Critical Reflection

Plagiarism in Academic Programming: There’s only one way to implement this

It is the aim of courses and modules related to computer science, video games and programming that we ensure graduates understand how to implement robust, secure and reusable code in their courseworks as part of their learning outcomes (Koss & Ford, 2013). Koss & Ford observe that learning to program is not a single event for beginners but a process. Students will reuse widely adopted code. We observe that such reuse is also prevalent by industry professionals. Although, when code reuse is not available implementation too is a rigid process where plagiarism can appear.

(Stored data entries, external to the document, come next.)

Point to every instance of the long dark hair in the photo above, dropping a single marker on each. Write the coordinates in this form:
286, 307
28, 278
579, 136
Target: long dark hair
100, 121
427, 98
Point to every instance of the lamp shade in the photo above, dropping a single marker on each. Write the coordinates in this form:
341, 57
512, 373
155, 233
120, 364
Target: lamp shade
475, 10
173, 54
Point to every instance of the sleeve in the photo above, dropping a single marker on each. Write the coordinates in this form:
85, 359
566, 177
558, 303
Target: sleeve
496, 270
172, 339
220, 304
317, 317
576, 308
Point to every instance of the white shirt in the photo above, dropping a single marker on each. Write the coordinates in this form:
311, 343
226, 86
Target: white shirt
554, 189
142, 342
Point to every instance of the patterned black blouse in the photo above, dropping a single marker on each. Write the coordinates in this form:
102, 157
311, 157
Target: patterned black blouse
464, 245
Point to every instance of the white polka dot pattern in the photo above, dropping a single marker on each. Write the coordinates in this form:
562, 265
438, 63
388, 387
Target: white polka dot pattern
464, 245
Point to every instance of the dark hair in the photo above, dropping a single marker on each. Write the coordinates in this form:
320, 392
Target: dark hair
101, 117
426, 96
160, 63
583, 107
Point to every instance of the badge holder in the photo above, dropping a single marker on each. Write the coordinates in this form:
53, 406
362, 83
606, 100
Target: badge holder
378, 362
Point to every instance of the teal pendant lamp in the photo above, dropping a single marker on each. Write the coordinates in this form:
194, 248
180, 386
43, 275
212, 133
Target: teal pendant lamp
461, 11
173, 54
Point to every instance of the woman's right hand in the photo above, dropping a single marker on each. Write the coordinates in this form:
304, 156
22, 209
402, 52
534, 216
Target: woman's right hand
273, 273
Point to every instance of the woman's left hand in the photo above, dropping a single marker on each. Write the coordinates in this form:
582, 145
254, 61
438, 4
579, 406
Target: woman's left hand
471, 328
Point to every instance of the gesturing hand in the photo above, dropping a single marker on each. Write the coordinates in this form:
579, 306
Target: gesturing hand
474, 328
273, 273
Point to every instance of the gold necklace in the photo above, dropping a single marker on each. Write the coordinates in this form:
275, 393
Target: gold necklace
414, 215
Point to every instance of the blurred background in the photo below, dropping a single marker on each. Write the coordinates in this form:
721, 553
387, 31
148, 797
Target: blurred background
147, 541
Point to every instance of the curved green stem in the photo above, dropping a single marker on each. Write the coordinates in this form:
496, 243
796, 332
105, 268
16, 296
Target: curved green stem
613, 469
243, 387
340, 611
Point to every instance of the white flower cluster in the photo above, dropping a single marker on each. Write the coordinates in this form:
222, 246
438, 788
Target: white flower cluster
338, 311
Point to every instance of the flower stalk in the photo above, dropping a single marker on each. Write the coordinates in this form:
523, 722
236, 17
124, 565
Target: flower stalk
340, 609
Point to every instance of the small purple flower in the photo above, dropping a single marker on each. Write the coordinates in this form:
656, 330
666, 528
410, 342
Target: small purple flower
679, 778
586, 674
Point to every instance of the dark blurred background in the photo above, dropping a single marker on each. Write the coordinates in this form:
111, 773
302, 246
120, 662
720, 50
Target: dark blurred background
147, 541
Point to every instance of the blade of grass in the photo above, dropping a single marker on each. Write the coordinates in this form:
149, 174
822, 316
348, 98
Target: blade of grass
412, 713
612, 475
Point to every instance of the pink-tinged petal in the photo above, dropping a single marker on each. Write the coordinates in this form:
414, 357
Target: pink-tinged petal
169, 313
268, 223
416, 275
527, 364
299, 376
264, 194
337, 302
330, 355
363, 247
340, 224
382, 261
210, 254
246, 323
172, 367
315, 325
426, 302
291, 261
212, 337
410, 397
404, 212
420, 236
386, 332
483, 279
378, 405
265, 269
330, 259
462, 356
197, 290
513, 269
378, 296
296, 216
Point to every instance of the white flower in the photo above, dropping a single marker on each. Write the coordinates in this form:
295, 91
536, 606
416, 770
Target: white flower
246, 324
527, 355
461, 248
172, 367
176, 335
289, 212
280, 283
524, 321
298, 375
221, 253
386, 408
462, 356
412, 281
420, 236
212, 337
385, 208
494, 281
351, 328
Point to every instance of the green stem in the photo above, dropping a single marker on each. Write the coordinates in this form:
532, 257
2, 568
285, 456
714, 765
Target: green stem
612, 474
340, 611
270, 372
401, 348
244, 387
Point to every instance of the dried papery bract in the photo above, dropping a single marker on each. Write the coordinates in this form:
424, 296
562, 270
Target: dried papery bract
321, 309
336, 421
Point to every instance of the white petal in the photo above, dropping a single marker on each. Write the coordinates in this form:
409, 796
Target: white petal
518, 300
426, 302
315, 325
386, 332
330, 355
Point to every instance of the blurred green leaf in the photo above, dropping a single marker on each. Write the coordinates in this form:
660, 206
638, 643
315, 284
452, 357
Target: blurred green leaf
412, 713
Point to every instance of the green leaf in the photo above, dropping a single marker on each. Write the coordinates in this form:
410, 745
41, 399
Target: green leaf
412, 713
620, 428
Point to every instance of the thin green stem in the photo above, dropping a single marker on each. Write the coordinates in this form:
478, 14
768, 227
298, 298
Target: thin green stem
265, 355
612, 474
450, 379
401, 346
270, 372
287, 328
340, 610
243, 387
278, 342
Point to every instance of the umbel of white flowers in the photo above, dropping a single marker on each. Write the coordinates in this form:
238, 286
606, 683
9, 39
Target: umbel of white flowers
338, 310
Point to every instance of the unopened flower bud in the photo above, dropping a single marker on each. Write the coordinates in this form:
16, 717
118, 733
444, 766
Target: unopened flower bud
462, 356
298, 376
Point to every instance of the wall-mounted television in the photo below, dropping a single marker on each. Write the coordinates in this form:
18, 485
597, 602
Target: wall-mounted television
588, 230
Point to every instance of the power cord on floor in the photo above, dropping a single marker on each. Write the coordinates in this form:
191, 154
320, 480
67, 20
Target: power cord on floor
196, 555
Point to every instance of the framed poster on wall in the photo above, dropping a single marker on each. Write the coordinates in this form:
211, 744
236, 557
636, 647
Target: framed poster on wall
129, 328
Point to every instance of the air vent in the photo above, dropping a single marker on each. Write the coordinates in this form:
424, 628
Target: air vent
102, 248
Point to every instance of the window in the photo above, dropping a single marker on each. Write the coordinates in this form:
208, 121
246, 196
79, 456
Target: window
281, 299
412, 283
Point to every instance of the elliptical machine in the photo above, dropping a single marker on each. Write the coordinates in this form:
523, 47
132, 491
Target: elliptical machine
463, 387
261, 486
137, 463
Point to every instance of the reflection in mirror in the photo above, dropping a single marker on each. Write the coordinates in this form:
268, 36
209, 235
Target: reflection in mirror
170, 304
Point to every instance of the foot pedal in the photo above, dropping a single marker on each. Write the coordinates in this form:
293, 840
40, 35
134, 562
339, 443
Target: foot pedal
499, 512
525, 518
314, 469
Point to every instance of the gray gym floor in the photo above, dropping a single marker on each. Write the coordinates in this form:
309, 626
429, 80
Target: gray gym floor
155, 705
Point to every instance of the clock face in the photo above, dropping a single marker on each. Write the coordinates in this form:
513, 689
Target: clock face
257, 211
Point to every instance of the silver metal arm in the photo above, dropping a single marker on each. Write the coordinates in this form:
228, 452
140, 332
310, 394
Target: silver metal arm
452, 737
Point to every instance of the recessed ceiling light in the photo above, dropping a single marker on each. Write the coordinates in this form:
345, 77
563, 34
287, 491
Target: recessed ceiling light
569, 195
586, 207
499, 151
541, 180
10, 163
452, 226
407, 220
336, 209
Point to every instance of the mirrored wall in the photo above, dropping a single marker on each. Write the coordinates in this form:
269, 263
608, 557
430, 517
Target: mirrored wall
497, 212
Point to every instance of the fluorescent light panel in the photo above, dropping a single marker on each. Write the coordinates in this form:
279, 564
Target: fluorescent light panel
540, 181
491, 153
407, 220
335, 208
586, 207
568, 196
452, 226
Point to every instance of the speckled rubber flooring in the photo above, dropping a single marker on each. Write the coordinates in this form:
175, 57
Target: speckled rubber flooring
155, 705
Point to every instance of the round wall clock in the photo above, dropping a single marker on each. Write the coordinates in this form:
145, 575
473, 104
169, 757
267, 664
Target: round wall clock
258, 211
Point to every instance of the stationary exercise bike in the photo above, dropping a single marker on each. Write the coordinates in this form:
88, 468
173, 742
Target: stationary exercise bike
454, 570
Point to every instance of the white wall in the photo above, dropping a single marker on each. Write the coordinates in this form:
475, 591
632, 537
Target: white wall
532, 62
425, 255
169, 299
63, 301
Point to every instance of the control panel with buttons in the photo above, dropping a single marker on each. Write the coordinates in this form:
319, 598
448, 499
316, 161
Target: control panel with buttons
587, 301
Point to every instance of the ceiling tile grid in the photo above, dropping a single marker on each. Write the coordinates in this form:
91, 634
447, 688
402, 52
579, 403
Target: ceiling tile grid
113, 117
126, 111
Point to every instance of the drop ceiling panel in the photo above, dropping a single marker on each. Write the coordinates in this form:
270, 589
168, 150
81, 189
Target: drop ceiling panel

Implementation of code must meet specifications defined in design documents. As a result one student’s implementation can and often will be similar or identical to another (Lindoo, 2013). In addition further contextualisation of code when applied to a variety of problems can bear many similarities, such as problems set by educators. Lindoo notes that programming tools, libraries and code repositories such as GitHub[1] make programming accessible but also makes plagiarism somewhat accidental in act.

Academics teaching programming modules must aspire to reflect industry practices in relation to collaboration and implementation but ultimately they must to continue to combat academic impropriety. On the latter there are tools developed for detecting code plagiarism (Le et al., 2013) and students should be educated on these techniques. Le et al., also observe that such tools can be used as an educational tool for students, providing them with feedback to improve their paraphrasing, code reuse and citation skills.

There are an array of Programming languages available to all. The choice of which programming language to use is for the individual or the module leader however each programming language however suited to the task at hand will offer identical or similar functionality, for example managing file systems or performing calculations. Even though the programmatic syntax is often different between two languages (Cui, Dang, Fischer, & Ibarra, 2013) it has been demonstrated that there can be at least a 50% similarity between two different programming languages performing the same task and most show 90% similarity. Therefore the margin where plagiarism can be positively identified is rather small.

Intake into Computer Science courses and similar disciplines has increased exponentially, in the Liverpool John Moores University, the School of Computing and Mathematical Sciences has seen module attendance triple in recent years from 100 to 300 students. As a result the assessment of programming coursework is increasingly difficult.

Trends in beginner programmers, industry professionals and languages appear to conflict with the ridged and traditional notion of plagiarism and academic impropriety. It is of utmost importance that computer scientists responsible for undergraduates properly educate citation for code, avoiding accidental plagiarism. It is also of recommendation that code is not only checked for plagiarism computationally but also version control systems such as GitHub are used. Version control systems provide atomic historical changes to code with author comments that educators and peers can access to visualise and inspect a learner’s programming process. Such can highlight genuine copy and paste plagiarism techniques but beneficially can lead to critical code peer review[2]. Version control is also an industry practice as the history of code changes allow programmers to revert back to old code should new code fail to be robust or secure, whilst encouraging code reuse.


Cui, C., Dang, Z., Fischer, T. R., & Ibarra, O. H. (2013). Similarity in languages and programs. Theoretical Computer Science, 498, 58–75. doi:10.1016/j.tcs.2013.05.040

Koss, I., & Ford, R. (2013). Authorship Is Continuous: Managing Code Plagiarism. IEEE Security & Privacy. Retrieved from

Le, T., Carbone, A., Sheard, J., Schuhmacher, M., de Raath, M., & Johnson, C. (2013). Educating Computer Programming Students about Plagiarism through Use of a Code Similarity Detection Tool. 2013 Learning and Teaching in Computing and Engineering, 98–105. doi:10.1109/LaTiCE.2013.37

Lindoo, E. (2013). In an effort to reduce accidental plagiarism by computer science students. Journal of Computing Sciences in Colleges, 79–84. Retrieved from


Wiegers, Karl Eugene. Peer reviews in software: A practical guide. Boston: Addison-Wesley, 2002.

[1] is an online resource where source code for programmes can be uploaded. It features a range of collaborative tools that include version control, bug tracking, activity and others that support best practices in industry.

[2] Code peer review is the critical assessment of code. The practice provides feedback by peers and is noticeably has a positive impact on learning (Wiegers, 2002).